Description - Route 152--Pachec Pass Road travels from Santa Clara County line to the junction of Interstate 5. In addition to traversing rich agricultural farm lands, a considerable distance of the route provides drivers with views of the extensive San Luis Reservoir. The byway does not terminate in a town or at any other definite stopping point.
- Long ago when the Ausaymus Indians inhabited the region, they carved a path from the coast to the San Joaquin Valley. Their trade route eventually became the route of missionaries, then military forces, and then gold miners. As the route became increasingly popular, the fertile soil was cultivated thus becoming the prevailing Central Valley. Today, Pacheco Pass is one of the most popular routes for those traveling from Silicon Valley into Central Valley.

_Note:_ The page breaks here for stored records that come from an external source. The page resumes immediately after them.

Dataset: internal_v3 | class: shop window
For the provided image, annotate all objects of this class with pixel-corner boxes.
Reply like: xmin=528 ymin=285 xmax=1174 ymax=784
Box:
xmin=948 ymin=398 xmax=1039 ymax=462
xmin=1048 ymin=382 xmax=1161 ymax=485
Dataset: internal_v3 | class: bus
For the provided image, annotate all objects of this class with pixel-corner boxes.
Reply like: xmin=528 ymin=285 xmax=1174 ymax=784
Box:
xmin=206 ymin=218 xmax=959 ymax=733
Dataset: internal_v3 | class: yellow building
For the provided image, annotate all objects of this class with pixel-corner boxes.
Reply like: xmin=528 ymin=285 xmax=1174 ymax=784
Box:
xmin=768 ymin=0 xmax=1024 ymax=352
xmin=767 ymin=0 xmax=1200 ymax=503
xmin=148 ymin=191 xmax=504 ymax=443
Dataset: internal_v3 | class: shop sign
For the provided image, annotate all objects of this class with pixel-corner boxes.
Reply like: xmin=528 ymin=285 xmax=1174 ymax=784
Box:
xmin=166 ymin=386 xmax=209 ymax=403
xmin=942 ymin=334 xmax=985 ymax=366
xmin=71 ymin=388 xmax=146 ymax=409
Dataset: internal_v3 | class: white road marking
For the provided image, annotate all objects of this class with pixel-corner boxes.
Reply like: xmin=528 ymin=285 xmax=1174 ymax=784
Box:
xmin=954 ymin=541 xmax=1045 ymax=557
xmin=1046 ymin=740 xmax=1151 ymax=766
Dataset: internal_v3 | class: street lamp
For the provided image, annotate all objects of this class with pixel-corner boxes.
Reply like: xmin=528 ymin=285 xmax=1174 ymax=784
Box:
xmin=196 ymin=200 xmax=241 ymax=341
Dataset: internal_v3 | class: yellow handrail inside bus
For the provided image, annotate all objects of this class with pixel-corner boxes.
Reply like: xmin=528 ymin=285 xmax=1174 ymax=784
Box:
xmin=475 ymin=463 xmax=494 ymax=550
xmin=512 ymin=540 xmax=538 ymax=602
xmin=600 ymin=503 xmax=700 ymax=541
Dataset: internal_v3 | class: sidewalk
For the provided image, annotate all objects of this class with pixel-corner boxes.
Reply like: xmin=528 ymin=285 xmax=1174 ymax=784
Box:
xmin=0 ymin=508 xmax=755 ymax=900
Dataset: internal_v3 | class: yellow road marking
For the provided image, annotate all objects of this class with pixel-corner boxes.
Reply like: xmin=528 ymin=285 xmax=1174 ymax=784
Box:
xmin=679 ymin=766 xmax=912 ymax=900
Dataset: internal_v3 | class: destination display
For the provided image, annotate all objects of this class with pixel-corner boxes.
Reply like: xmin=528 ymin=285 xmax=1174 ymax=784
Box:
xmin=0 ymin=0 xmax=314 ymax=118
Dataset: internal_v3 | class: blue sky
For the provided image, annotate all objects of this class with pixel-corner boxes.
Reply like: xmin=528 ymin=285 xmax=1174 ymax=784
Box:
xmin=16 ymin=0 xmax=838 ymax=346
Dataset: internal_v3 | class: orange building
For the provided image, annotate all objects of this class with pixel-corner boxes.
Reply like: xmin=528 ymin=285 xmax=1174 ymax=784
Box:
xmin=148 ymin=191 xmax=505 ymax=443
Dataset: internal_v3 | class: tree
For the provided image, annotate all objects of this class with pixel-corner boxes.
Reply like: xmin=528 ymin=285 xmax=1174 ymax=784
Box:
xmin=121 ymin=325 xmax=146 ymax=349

This historic route leads through San Luis Reservoir, a storage reservoir for the federal Central Valley Project and the California State Water Project. It stores runoff water from the Delta that would otherwise flow into the ocean. The water arrives through the California Aqueduct and the Delta-Mendota Canal, and is pumped from the O'Neil Forebay into the main reservoir during the winter and spring. The Los Banos Creek Reservoir was built to prevent storm runoff from flooding the canals. A visitor center at the Romero Overlook provides full information on the reservoirs and water projects through audiovisual and printed materials. Telescopes are also available for viewing the area.
Recreation - Area attractions include boating, fishing, waterskiing, camping, picnicking, swimming, and viewing exhibits and audiovisuals relating to the California Aqueduct system.
Climate - Summer temperatures here average in the mid-90s and occasionally exceed 100° F but evenings are usually cool and pleasant. Rainfall averages eight to nine inches a year, mostly between November and April. In winter, temperatures seldom go below freezing, and tule fogs are frequent. In the spring, the golden-brown hills are coated with a fleeting green, highlighted by bursts of wildflowers colors.
The byway begins a couple of miles west of Los Banos on Highway 152, at approximately the junction with Interstate 5. Follow 152 west past the San Luis Reservoir, and a few miles beyond. The byway does not terminate in a town or at any other definite stopping point.